L'Assurance maladie tire la sonnette d'alarme. Le déficit, estimé à 16 milliards d'euros pour 2025, pourrait grimper à 41 milliards d'ici 2030 sans réforme majeure. Pour enrayer cette dérive, la Caisse nationale d'Assurance maladie (Cnam) a présenté 60 propositions, parfois controversées, visant à repenser notre système de santé solidaire.
Un coup de frein sur les arrêts maladie et l'absentéisme
Entre 2019 et 2023, les dépenses d'indemnités journalières ont bondi de 27,9 %, atteignant plus de 10 milliards d'euros. Face à cette explosion, la Cnam veut encadrer plus strictement les arrêts maladie. Elle propose de limiter les prescriptions à 15 jours pour les médecins de ville et à un mois en sortie d'hospitalisation, avec un renouvellement possible par tranche de deux mois maximum. "On a des prescriptions d'arrêts de travail qui sont trop longues", a déclaré Thomas Fatôme, directeur général de la Cnam.
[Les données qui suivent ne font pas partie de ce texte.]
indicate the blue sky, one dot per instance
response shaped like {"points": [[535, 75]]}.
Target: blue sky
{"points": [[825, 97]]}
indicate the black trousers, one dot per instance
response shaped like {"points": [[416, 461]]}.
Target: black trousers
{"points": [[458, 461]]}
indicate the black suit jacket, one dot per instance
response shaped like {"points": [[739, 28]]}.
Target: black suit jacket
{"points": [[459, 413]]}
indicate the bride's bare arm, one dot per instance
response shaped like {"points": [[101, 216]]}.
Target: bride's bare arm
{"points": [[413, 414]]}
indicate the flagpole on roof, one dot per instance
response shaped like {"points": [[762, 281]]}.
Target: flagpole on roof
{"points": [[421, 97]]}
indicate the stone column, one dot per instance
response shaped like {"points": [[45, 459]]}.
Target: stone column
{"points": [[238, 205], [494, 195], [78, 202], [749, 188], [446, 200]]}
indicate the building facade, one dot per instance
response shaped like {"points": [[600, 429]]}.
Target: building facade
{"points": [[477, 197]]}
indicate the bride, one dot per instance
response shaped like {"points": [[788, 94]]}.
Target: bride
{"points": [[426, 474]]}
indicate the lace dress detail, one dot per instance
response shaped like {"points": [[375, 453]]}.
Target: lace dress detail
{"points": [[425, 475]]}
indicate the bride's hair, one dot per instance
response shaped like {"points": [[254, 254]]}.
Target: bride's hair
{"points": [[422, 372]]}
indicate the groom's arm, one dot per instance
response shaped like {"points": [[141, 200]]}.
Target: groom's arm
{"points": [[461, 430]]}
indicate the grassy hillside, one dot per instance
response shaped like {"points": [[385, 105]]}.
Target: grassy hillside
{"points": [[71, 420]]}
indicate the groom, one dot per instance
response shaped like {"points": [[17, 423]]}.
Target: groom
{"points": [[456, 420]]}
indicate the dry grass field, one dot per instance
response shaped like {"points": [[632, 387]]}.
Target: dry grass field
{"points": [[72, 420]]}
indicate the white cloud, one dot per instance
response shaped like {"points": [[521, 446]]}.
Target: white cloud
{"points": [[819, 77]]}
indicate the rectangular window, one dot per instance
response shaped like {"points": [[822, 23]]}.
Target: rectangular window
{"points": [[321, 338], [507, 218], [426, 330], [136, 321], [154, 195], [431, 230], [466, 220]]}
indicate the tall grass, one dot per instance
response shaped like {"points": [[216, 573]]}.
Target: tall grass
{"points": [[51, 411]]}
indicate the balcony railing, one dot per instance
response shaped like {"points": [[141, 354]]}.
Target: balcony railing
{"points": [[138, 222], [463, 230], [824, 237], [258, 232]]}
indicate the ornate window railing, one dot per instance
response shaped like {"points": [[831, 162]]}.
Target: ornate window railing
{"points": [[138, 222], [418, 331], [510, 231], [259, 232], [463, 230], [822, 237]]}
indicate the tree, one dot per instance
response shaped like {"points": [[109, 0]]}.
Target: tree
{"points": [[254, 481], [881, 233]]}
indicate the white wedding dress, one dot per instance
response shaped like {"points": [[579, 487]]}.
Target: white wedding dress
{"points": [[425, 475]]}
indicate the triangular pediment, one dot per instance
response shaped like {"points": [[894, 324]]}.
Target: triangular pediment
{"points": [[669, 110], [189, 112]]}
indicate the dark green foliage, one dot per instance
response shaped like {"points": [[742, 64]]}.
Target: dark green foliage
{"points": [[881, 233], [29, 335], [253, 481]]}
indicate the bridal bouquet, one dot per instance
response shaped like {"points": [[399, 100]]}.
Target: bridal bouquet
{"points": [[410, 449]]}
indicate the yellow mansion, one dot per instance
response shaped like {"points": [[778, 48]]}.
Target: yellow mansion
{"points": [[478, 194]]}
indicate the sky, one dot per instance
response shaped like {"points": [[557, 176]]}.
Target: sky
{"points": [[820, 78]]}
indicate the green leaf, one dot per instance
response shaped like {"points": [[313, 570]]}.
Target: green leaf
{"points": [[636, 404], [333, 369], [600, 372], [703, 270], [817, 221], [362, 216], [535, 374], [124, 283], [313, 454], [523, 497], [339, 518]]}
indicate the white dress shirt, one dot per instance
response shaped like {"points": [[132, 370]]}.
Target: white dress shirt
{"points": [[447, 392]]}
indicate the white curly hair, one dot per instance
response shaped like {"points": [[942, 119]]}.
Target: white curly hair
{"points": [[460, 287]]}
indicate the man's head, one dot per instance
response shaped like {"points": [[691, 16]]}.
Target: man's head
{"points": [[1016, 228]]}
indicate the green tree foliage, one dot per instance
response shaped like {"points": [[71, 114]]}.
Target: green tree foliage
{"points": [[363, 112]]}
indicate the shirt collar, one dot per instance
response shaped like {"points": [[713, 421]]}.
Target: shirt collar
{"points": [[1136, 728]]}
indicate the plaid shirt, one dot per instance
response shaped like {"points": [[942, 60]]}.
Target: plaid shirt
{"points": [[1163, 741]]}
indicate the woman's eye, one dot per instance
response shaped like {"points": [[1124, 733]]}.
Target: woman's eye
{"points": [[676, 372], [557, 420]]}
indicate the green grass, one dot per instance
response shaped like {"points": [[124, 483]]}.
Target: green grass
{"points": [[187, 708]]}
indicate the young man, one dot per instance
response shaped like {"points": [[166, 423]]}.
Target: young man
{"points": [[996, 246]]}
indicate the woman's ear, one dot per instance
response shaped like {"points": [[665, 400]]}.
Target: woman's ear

Dès le 1er juillet, les médecins devront utiliser un formulaire sécurisé pour toute prescription papier, et les 500 plus gros prescripteurs devront réduire de 20 % leurs arrêts. À partir de septembre, les motifs d'arrêt deviendraient obligatoires.
En parallèle, l'Assurance maladie souhaite responsabiliser les employeurs à travers un système de bonus-malus sur le taux d'absentéisme. Le télétravail pourrait être prescrit pour éviter certains arrêts et les sept premiers jours d'arrêt pourraient être financés par les entreprises, accompagnés d'une journée de carence généralisée.
Repenser le modèle des affections de longue durée
Le dispositif des affections de longue durée (ALD) pèse lourd dans les finances publiques : deux tiers des dépenses de l'Assurance maladie concernent les soins remboursés à 100 % dans ce cadre. Aujourd'hui, 20 % de la population est en ALD, un chiffre qui pourrait grimper à 26 % en 2035.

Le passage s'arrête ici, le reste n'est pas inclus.